While most of the health services around the world are being overwhelmed by the coronavirus, the deliberate targeting, and attacks on the country’s healthcare facilities over the past five years will make matters worse. The Saudi-led coalition has destroyed 385 hospitals and health facilities. Most of the country’s estimated 300 remaining facilities are either closed or barely functioning. International organizations, already overwhelmed with the pandemic, have done little to provide the necessary medicine and medical supplies to help Yemen face COVID-19.

coronavirus Yemen

More than 250,000 Saudi-led airstrikes have also destroyed 8,610 service facilities, including 15 airports, 6,404 transportation-related targets, 866 food stores, 387 fuel stations, 668 markets, and 736 food trucks, according to Yemen’s Eye of Humanity Center for Human Rights and Development. The report from the center, issued on the fifth anniversary of the war, also reported that 16 ports, 297 electrical stations and generators, 1,990 reservoirs and water networks, and 1,953 government facilities have been bombed. Moreover, at least 458,061 houses have been destroyed or damaged.

First famine, now a pandemic

According to the UN, those facing malnourishment are particularly vulnerable to COVID-19, and Yemen is in the midst of the world’s worst famine. The UN has said that 22.2 million Yemenis are in dire need of food, including 8.4 million that are threatened immediately by severe hunger. According to the world body, Yemen is suffering from the most severe famine in over 100 years as a result of the Saudi-led war backed by the United States.

The Saudi-led coalition has targeted Yemen’s urban and rural livelihood alike, bombing farms, food systems, markets, water facilities, transportation infrastructure, and even agricultural extension offices. In coastal areas, fishing boats and food processing and storage facilities have been targeted, undermining livelihoods, disrupting local food production, and forcing residents to flee to the city.

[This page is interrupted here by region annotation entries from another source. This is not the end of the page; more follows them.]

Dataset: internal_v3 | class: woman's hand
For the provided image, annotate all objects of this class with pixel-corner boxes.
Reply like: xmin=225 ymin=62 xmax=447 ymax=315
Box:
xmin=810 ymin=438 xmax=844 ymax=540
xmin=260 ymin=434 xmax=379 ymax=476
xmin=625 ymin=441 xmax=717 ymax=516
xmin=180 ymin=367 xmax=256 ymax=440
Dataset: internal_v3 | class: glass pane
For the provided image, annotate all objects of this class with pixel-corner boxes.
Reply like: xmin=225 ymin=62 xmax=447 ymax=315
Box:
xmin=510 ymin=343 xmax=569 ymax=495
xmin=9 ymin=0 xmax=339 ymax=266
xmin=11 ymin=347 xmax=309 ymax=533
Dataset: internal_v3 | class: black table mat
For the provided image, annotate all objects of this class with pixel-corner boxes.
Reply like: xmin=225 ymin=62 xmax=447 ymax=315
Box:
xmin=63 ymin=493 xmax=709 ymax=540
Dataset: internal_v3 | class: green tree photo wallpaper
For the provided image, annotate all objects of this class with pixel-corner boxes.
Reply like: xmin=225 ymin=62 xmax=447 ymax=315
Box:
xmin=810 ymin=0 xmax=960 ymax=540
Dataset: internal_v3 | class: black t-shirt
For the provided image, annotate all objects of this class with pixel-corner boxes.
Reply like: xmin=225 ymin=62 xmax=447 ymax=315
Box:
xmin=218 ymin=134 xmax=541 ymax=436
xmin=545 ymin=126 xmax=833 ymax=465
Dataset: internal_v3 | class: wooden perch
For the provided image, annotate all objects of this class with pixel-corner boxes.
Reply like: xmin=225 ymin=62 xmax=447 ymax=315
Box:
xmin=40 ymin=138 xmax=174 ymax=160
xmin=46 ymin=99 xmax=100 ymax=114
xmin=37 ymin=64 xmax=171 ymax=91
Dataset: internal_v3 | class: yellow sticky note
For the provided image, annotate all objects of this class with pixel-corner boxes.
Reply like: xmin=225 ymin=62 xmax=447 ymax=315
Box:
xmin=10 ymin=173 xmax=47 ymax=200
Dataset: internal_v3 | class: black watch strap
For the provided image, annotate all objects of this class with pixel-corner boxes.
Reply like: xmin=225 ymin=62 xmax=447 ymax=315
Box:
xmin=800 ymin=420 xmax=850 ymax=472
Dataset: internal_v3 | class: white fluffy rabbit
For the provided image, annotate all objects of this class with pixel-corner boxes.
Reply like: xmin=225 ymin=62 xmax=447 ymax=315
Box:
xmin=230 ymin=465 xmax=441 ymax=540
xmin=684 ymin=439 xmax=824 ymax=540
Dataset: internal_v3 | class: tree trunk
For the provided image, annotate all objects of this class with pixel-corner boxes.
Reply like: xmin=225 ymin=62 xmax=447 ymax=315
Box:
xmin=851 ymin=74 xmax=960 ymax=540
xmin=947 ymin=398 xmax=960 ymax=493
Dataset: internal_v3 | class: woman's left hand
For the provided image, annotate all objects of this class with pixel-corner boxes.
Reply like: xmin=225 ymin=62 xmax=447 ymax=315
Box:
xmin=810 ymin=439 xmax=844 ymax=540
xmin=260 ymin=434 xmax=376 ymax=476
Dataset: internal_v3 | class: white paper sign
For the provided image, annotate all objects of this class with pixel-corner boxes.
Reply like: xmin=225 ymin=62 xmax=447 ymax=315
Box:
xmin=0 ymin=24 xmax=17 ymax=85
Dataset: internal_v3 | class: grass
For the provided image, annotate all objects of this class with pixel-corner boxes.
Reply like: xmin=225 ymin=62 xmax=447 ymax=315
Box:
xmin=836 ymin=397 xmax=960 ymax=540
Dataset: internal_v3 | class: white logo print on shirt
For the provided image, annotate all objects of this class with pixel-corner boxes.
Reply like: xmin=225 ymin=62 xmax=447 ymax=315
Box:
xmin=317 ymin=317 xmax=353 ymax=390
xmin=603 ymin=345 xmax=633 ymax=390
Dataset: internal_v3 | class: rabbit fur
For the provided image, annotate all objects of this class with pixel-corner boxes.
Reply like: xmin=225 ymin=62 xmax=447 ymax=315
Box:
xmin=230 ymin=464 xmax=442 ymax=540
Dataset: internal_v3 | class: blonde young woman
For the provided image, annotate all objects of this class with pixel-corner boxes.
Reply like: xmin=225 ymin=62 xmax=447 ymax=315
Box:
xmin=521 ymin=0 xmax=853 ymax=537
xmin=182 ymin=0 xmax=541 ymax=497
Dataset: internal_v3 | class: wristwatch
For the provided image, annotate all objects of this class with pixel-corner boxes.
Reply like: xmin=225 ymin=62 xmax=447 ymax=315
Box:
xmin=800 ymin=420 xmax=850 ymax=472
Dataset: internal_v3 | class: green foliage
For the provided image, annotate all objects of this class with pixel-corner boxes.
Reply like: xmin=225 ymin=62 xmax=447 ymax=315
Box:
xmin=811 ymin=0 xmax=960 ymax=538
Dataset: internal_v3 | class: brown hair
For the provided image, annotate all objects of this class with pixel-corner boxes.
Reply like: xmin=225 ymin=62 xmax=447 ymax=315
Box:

Now, Yemen’s nationwide level of household food insecurity hovers at over 70 percent. Fifty percent of rural households and 20 percent of urban households are now food insecure. Almost one-third of Yemenis do not have enough food to satisfy basic nutritional needs. Underweight and stunted children have become a regular sight, especially amongst the holdouts in rural areas.

High precision U.S. bombs dropped by Saudi-led coalition warplanes have destroyed at least 1,834 irrigation pumps, 109 artesian and surface wells, 1,170 modern irrigation networks, 33 solar irrigation units, 12 diggers, 750 pieces of agricultural equipment, 940,400 farms, 7,531 agricultural reserves, 30 productive nurseries, 182 poultry farms, and 359,944 beehives.

Attacks have completely destroyed at least 45 water installations (dams, barriers, reservoirs) and partially destroyed at least 488, including the ancient Marib Dam. As of Mar. 20, 2020, every fish off-loading port in Yemen had been targeted by Saudi attacks. At least 220 fishing boats have been destroyed, 222 fishermen have been killed, and 40,000 fishermen have lost their only source of income. According to Yemen’s Ministry of Fishing Wealth, this affects the lives of more than two million people living in coastal cities and villages.

Moreover, the war, which has wreaked havoc on Yemen’s already fragile economy, has caused thousands in Yemen to lose their jobs. Many local and foreign companies have ceased operations in the country. According to Yemen’s Ministry of Social Affairs, over 5 million workers are without jobs. So far, Salaries for public-sector workers have not been paid regularly since the war began, and Saudi Arabia seized control of Yemen’s Central Bank, leaving vulnerable populations at risk of falling victim to epidemics.

It’s true that the United States and many other countries, including Britain and France, think of their own citizens first, their problems and their challenges. Yet these countries provide support to Saudi Arabia at all levels, allowing it to collapse Yemen’s health sector amid the worst pandemic in recent history.